Isı pompaları gibi daha çevre dostu çözümlere yer açmak için gazlı ve mazotlu ısıtma sistemleri yaşam alanlarımızdan yasaklanmalıdır. Ama gerçek farklı görünüyor. Başarılı bir dönüşüm yerine, yeni ısıtma sistemlerinin satışları tüm zamanların en düşük seviyesinde. Burada yanlış giden ne? Gelişmelere ve tüketiciler arasında giderek artan kafa karışıklığına gelin yakından bakalım.

Isıtma sistemleri satışlarında ciddi düşüş

Rakamlara bakıldığında çok şey anlaşılıyor: Bir önceki yıla kıyasla, ısıtma sistemi satışları 2024 yılının ilk üç çeyreğinde yüzde 48 gibi devasa bir düşüş gösterdi. Federal Alman Isıtma Endüstrisi Birliği (BDH), 2023 yılında kurulan 1,3 milyon yeni ısıtma sistemi yerine 2024 için yalnızca 740.000 ünite öngörüyor. Bu düşüşün nedeni devam eden belirsizlik ve belirsiz düzenlemelerdir.

Belirsizlik, özellikle 2023’te gaz ve yakıtla ısıtmanın yasaklanmasıyla daha da kötüleşti. Bu durum eski ısıtma teknolojilerinin satışlarında kısa süreli bir artışa yol açsa da ısı pompalarında da geçici bir patlama yaşandı. Peki bu ivme şimdi nereye gitti? Yeni Bina Enerji Yasası (GEG) için uzun süre beklemek coşkuyu susturdu.

Isı Pompalarının Gerçeği: Karmaşıklık ve Yanlış Bilgi

Diğer bir sorun ise internette dolaşan yanlış bilgilerin çokluğudur.
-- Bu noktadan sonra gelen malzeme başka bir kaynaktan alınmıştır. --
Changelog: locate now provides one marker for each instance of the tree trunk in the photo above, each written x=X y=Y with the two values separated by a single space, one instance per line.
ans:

Bu sadece kafa karışıklığına değil aynı zamanda tereddütlü kararlara da yol açar. Isı pompalarının finansmanına ilişkin karmaşık gereklilikler de genel belirsizliğe katkıda bulunuyor. Özellikle hibelerin geç ödenmesi nedeniyle başvurular genellikle sıkıcı olarak algılanmaktadır. Pek çok kişi öncelikle yüksek maliyetleri kendileri karşılamak zorunda kalıyor ve bu da birçok hane için çok büyük bir mali yük anlamına geliyor.

Ek krediler mevcut olsa bile süreç genellikle uzundur ve ek banka görüşmeleri gerektirir. Bu, birçok potansiyel alıcıyı caydıran bir engel teşkil ediyor. Sonuç? İlgilenen tüketicilerin bile hüsrana uğradığı, durgun bir pazar.

Termal planlamanın belirsizliği

Bir diğer engel ise belediyelerin mevcut ısı planlamasıdır. Birçok vatandaş ısı pompalarına mı, bölgesel ısıtmaya mı yoksa yeni bir gazlı ısıtma sistemine mi güvenmeleri gerektiğinden emin değil. Bu belirsizlik, birçok belediyenin hâlâ net planlar sunmamış olması nedeniyle daha da artıyor. Çoğu kişi için, bölgesel ısıtma özellikle yoğun nüfuslu alanların dışında kalanlar için pahalı ve itici olabileceğinden, yenilenebilir çözümlere hemen geçmek faydalı olabilir.

Özetle ısıtma geçişinde kritik bir noktadayız: Sürdürülebilir ısıtma sistemlerine geçiş süreçleri umut verici görünse de kaosa yakalanmış gibiyiz. Bu nedenle, ısıtma geçişinin sadece teorik bir kavram olarak kalmayıp nihayet gerçeğe dönüşmesini sağlamak için gerekli netliği sağlamanın ve kafa karışıklığını gidermenin zamanı geldi.

Dolayısıyla, ısıtma teknolojinizi yükseltmeyi veya yalnızca güncel kalmayı düşünüyorsanız, bu bilgi ormanında size rehberlik edebilecek güvenilir kaynaklarla ve profesyonellerle bağlantı kurmanın şimdi tam zamanı. Bu ısıtma devriminde sonraki adımları birlikte atalım!